Conclusion : les adeptes de la soi-disant « démocratie citoyenne » sont essentiellement des adeptes du système social actuel, qui est basé sur la production généralisée de biens pour le marché, autrement dit, le capitalisme. Sans perspective radicale, ils refusent de reconnaître l’existence de la lutte des classes. Donc les décideurs tirés au sort et les experts ne font que recouvrir cette contradiction fondamentale d’un manteau technocratique indépendant…
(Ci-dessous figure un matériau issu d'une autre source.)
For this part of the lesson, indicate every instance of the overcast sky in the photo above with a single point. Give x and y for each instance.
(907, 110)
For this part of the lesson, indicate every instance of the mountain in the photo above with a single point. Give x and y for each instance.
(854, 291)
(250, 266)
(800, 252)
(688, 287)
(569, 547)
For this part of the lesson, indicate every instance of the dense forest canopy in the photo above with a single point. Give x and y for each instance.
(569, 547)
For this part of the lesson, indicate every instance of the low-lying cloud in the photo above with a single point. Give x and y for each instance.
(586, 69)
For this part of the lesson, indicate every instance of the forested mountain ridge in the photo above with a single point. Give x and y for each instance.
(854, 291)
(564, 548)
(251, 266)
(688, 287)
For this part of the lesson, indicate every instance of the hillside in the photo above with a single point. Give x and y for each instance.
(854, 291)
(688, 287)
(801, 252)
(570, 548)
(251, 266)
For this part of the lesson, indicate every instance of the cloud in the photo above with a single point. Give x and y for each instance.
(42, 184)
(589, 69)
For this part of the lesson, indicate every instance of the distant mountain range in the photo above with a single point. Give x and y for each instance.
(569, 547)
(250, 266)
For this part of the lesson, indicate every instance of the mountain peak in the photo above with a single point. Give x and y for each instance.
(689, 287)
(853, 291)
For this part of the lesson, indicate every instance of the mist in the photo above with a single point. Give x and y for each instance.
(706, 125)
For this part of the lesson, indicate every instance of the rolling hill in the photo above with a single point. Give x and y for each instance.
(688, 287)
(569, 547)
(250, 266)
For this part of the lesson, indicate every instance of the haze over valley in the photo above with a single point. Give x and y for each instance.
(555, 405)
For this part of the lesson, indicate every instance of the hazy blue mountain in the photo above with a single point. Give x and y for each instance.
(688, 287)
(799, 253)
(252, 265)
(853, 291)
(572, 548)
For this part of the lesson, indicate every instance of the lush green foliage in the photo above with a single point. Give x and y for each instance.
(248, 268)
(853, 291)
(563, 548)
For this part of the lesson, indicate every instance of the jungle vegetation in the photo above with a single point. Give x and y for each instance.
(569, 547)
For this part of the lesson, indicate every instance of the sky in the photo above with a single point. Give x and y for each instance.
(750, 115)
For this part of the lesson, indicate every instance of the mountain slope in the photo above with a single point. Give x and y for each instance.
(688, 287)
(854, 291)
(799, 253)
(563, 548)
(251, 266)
Je ne peux pas faire autrement que définir ce courant comme une tromperie involontaire, malgré toutes ses bonnes intentions. Dès le départ, on accepte l’État, principal instrument de la classe dirigeante pour maintenir et reproduire le système. Même s’il est un peu simpliste de dire, comme l’a lapidairement résumé Friedrich Engels, que l’État est en définitive une bande d’hommes armés (la sécurité sociale est également un morceau de l’État), il ne faut pas participer à cet Etat. Au contraire, l’Etat doit être fondamentalement contesté et aboli.

Les anarchistes me contrediront sans doute, mais pour établir une société juste, il faut d’abord une forme d’État révolutionnaire. Un système dans lequel les formes de démocratie directe prévalent sur la représentation et où la valeur d’usage supplante la valeur d’échange. Notre devoir n’est pas d’être participatifs, mais radicalement révolutionnaires !

Traduction du néerlandais par Hamel Puissant et François Houart.